Ferroptosis-Related Genes in Bronchoalveolar Lavage Fluid Serves as Prognostic Biomarkers for Idiopathic Pulmonary Fibrosis.

作者信息

Li Meng, Wang Ke, Zhang Yanpeng, Fan Meng, Li Anqi, Zhou Jiejun, Yang Tian, Shi Puyu, Li Dan, Zhang Guangjian, Chen Mingwei, Ren Hui

机构信息

Department of Respiratory and Critical Care Medicine, The First Affiliated Hospital of Xi'an Jiao Tong University, Xi'an, China.

Department of Talent Highland, The First Affiliated Hospital of Xi'an Jiao Tong University, Xi'an, China.

出版信息

Front Med (Lausanne). 2021 Oct 4;8:693959. doi: 10.3389/fmed.2021.693959. eCollection 2021.

Abstract

Idiopathic pulmonary fibrosis (IPF) is a chronic progressive disease with unknown etiology and unfavorable prognosis. Ferroptosis is a form of regulated cell death with an iron-dependent way that is involved in the development of various diseases. Whereas the prognostic value of ferroptosis-related genes (FRGs) in IPF remains uncertain and needs to be further elucidated. The FerrDb database and the previous studies were screened to explore the FRGs. The data of patients with IPF were obtained from the GSE70866 dataset. Wilcoxon's test and univariate Cox regression analysis were applied to identify the FRGs that are differentially expressed between normal and patients with IPF and associated with prognosis. Next, a multigene signature was constructed by the least absolute shrinkage and selection operator (LASSO)-penalized Cox model in the training cohort and evaluated by using calibration and receiver operating characteristic (ROC) curves. Then, 30% of the dataset samples were randomly selected for internal validation.

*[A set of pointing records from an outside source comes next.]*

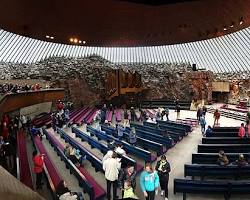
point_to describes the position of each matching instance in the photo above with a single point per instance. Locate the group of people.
(125, 178)
(15, 88)
(224, 161)
(8, 128)
(62, 190)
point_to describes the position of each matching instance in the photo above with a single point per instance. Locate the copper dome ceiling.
(124, 22)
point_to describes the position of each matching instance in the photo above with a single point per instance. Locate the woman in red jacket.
(38, 168)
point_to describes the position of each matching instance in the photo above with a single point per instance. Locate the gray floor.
(177, 156)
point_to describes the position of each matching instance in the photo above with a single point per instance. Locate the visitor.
(242, 132)
(158, 114)
(111, 167)
(128, 192)
(111, 144)
(222, 159)
(166, 114)
(120, 150)
(70, 153)
(132, 112)
(203, 124)
(199, 114)
(126, 174)
(107, 155)
(5, 131)
(204, 110)
(9, 154)
(240, 162)
(132, 136)
(216, 117)
(209, 131)
(126, 120)
(38, 168)
(163, 169)
(120, 129)
(247, 129)
(178, 110)
(64, 193)
(149, 182)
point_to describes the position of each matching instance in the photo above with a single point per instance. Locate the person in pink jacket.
(241, 132)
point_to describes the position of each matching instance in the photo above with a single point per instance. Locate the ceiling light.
(241, 21)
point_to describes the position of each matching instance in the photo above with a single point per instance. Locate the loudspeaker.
(194, 67)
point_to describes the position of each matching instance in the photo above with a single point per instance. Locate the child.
(128, 191)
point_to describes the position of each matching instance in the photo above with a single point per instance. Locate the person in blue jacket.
(149, 182)
(132, 136)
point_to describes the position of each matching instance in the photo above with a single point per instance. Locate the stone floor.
(177, 156)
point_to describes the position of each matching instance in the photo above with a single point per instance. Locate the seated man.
(120, 150)
(80, 157)
(222, 159)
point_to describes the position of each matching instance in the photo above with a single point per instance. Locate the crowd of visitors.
(224, 161)
(15, 88)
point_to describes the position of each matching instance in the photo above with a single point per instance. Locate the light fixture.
(241, 21)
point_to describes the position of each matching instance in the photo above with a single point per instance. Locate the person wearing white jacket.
(111, 167)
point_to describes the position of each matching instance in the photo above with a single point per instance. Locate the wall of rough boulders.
(239, 85)
(84, 78)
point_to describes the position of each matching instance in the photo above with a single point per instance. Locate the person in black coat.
(163, 169)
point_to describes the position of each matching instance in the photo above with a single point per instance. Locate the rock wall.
(239, 85)
(84, 78)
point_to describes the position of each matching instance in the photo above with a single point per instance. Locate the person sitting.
(132, 136)
(111, 145)
(70, 153)
(222, 159)
(64, 193)
(241, 161)
(80, 157)
(120, 150)
(241, 132)
(209, 131)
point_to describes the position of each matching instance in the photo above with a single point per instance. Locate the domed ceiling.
(124, 22)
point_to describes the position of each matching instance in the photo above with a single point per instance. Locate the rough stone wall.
(239, 85)
(84, 78)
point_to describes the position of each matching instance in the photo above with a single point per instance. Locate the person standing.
(178, 110)
(203, 124)
(111, 167)
(128, 173)
(242, 131)
(149, 182)
(163, 169)
(132, 136)
(38, 168)
(209, 132)
(216, 117)
(120, 130)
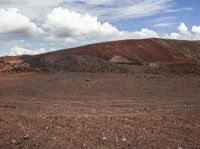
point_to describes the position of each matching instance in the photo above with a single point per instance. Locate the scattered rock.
(26, 137)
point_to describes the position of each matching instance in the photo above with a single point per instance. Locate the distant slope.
(147, 50)
(102, 57)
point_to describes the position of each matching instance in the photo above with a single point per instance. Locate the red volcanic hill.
(147, 50)
(102, 57)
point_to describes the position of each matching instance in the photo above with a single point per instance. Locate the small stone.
(26, 136)
(124, 139)
(14, 141)
(87, 79)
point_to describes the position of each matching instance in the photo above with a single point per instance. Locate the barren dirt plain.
(75, 110)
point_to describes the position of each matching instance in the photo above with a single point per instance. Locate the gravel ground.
(88, 110)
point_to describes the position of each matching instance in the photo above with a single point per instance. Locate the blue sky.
(33, 27)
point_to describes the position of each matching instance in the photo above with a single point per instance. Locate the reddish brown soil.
(88, 110)
(147, 50)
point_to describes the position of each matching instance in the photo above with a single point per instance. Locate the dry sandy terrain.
(110, 110)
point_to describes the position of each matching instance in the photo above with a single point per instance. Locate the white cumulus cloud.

Finally, the potential function and pathways that might be affected by the risk score-related differently expressed genes (DEGs) were further explored. A total of 183 FRGs were identified by the FerrDb database and the previous studies, and 19 of them were differentially expressed in bronchoalveolar lavage fluid (BALF) between IPF and healthy controls and associated with prognosis ( < 0.05). There were five FRGs (aconitase 1 [ACO1], neuroblastoma RAS viral (v-ras) oncogene homolog [NRAS], Ectonucleotide pyrophosphatase/phosphodiesterase 2 [ENPP2], Mucin 1 [MUC1], and ZFP36 ring finger protein [ZFP36]) identified as risk signatures and stratified patients with IPF into the two risk groups. The overall survival rate in patients with high risk was significantly lower than that in patients with low risk ( < 0.001). The calibration and ROC curve analysis confirmed the predictive capacity of this signature, and the results were further verified in the validation group. Risk score-related DEGs were found enriched in ECM-receptor interaction and focal adhesion pathways. The five FRGs in BALF can be used for prognostic prediction in IPF, which may contribute to improving the management strategies of IPF.

摘要

特发性肺纤维化(IPF)是一种病因不明、预后不良的慢性进展性疾病。铁死亡是一种以铁依赖方式调控的细胞死亡形式,参与多种疾病的发生发展。然而,铁死亡相关基因(FRGs)在IPF中的预后价值仍不确定,需要进一步阐明。通过筛选FerrDb数据库和既往研究来探索FRGs。IPF患者的数据来自GSE70866数据集。应用Wilcoxon检验和单变量Cox回归分析来识别在正常人和IPF患者之间差异表达且与预后相关的FRGs。接下来,在训练队列中通过最小绝对收缩和选择算子(LASSO)惩罚Cox模型构建多基因特征,并使用校准和受试者工作特征(ROC)曲线进行评估。然后,随机选择30%的数据集样本进行内部验证。最后,进一步探索可能受风险评分相关差异表达基因(DEGs)影响的潜在功能和通路。通过FerrDb数据库和既往研究共鉴定出183个FRGs,其中19个在IPF患者与健康对照的支气管肺泡灌洗液(BALF)中差异表达且与预后相关(<0.05)。有5个FRGs(顺乌头酸酶1 [ACO1]、神经母细胞瘤RAS病毒(v-ras)癌基因同源物[NRAS]、胞外核苷酸焦磷酸酶/磷酸二酯酶2 [ENPP2]、粘蛋白1 [MUC1]和锌指蛋白36 [ZFP36])被确定为风险特征,并将IPF患者分为两个风险组。高风险患者的总生存率显著低于低风险患者(<0.001)。校准和ROC曲线分析证实了该特征的预测能力,并在验证组中进一步验证了结果。发现风险评分相关的DEGs在细胞外基质-受体相互作用和粘着斑通路中富集。BALF中的5个FRGs可用于IPF的预后预测,这可能有助于改善IPF的管理策略。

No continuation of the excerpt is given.